Connecting with Students in the Age of COVID-19


Graphic by Nermina Ferkić

When the first case of COVID-19 was detected in the United States in January 2020, nobody could have predicted the aftermath. Now, almost four months later with more than 600,000 confirmed cases across the country, businesses are closed, events are postponed or canceled, and schools – from elementary to high school to universities – have been moved online through the rest of the semester.

“Changing our interaction to a digital platform is challenging because you lose the face-to-face and meaningful opportunities to connect (with students) about a variety of topics,” said Angie Pappas- Muyco, assistant principal at Parkway South High School. “Learning is fluid and requires a variety of modalities to meet the needs of diverse learners.”

Since teachers cannot meet with their students face to face, many are struggling to connect with them. And a good number of younger students do not have the ability to use Zoom or another video conferencing site to communicate with their teachers or classmates, notes Leslie Sattley, a fifth-grade teacher at Simpson Elementary in Arnold.

“The pandemic has negatively impacted my relationship with students. We are used to seeing each other and interacting every day. I feel very lost without hearing from them.” Sattley said. “I hear their stories, they tell me their worries. I feel like they need to be able to express these things. Now, I have no way to check their moods and safety. That is scary to me.”

Sattley, along with other teachers at Simpson, have been communicating regularly to find ways to give their students a uniform way of learning. Although there are concerns among them on how to effectively assign homework online because very few students have signed in so far for their online learning.

Along with the current struggles that educators are facing, another worry for teachers is how students will be able to adapt next school year. A main concern for teachers is the learning gap that will be among students.

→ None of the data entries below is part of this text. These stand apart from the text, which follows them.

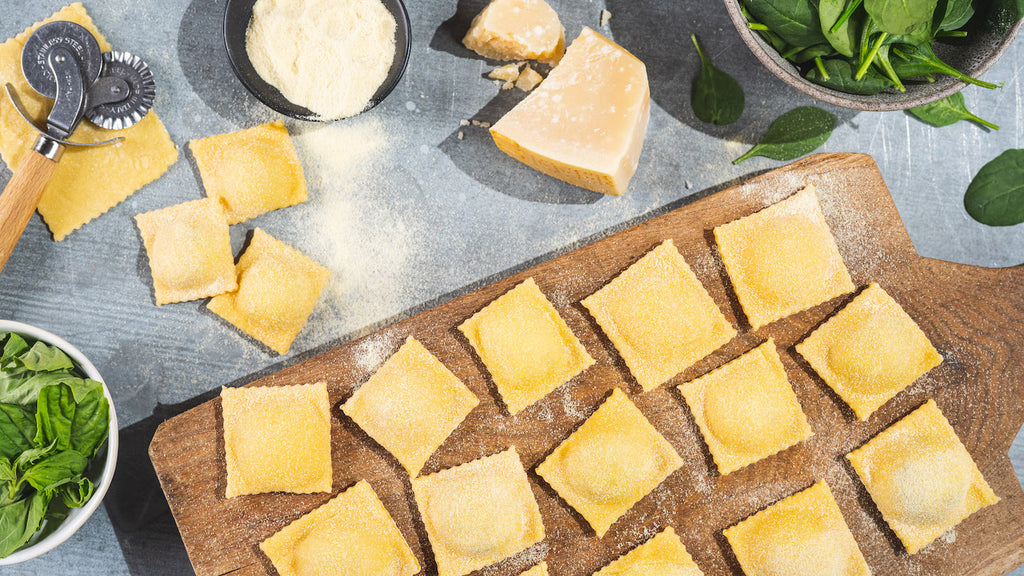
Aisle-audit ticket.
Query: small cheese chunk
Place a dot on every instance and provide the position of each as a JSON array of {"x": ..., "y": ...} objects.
[
  {"x": 586, "y": 123},
  {"x": 517, "y": 30}
]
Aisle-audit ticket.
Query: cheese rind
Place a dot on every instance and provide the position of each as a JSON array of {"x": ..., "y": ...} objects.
[{"x": 586, "y": 123}]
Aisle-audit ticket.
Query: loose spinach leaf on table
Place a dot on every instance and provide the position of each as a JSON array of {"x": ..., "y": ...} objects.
[
  {"x": 949, "y": 110},
  {"x": 797, "y": 132},
  {"x": 995, "y": 196},
  {"x": 717, "y": 97}
]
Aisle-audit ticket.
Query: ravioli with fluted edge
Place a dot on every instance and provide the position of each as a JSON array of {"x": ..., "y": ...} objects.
[
  {"x": 411, "y": 405},
  {"x": 802, "y": 535},
  {"x": 659, "y": 317},
  {"x": 351, "y": 535},
  {"x": 921, "y": 477},
  {"x": 747, "y": 409},
  {"x": 525, "y": 345},
  {"x": 664, "y": 554},
  {"x": 276, "y": 439},
  {"x": 782, "y": 259},
  {"x": 869, "y": 352},
  {"x": 278, "y": 289},
  {"x": 189, "y": 250},
  {"x": 478, "y": 512},
  {"x": 609, "y": 463}
]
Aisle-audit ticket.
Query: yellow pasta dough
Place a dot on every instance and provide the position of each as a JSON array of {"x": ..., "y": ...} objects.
[
  {"x": 411, "y": 405},
  {"x": 350, "y": 535},
  {"x": 802, "y": 535},
  {"x": 276, "y": 439},
  {"x": 478, "y": 512},
  {"x": 609, "y": 463},
  {"x": 869, "y": 352},
  {"x": 747, "y": 409},
  {"x": 782, "y": 259},
  {"x": 664, "y": 554},
  {"x": 251, "y": 171},
  {"x": 659, "y": 317},
  {"x": 278, "y": 289},
  {"x": 525, "y": 344},
  {"x": 88, "y": 181},
  {"x": 189, "y": 251},
  {"x": 921, "y": 477}
]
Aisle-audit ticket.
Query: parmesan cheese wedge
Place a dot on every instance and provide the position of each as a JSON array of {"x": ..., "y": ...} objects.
[{"x": 585, "y": 123}]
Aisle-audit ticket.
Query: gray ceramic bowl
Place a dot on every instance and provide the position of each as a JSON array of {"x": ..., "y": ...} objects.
[{"x": 973, "y": 56}]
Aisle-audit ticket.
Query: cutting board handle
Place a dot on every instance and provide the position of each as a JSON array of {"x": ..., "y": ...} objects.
[{"x": 22, "y": 196}]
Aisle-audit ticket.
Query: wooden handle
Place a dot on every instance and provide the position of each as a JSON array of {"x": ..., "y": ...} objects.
[{"x": 20, "y": 198}]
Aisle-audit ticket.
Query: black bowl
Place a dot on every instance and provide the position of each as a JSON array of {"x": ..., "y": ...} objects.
[{"x": 237, "y": 16}]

“We will take things slower at the beginning of the year next year,” Sattley explained. “We need to understand that some students have not been in a classroom for many months, and the learning gap may be a lot wider than expected. I also have to think about students who were supposed to get tested for special services. I imagine there will be a backup in this process. I will have to be very understanding and loving. Some of these kids will really miss their fourth-grade teacher.”

With the pandemic, students are not only missing out on education, but high school and college seniors are missing out on milestone events that they have worked for. Prom, graduation and other senior festivities have been postponed or cancelled throughout the St. Louis region. For the events that have been postponed, most administrators are unable to give a definite answer as to when they will be rescheduled.

But in these uncertain times, not everything that is happening is negative, according to mental health experts. People have the opportunity to spend more time with their family, focus more on relationships, and rethink what is important in their lives.

“Take this time to relax and enjoy the downtime,” said psychologist Jameca Falconer of Emergence Psychological Services, who is also a professor at Webster University. “Catch up on books, TV shows and conversations. This time is making us all focus on less. So hopefully, it is making us feel more gratitude for those things that we do have: health, employment and food.”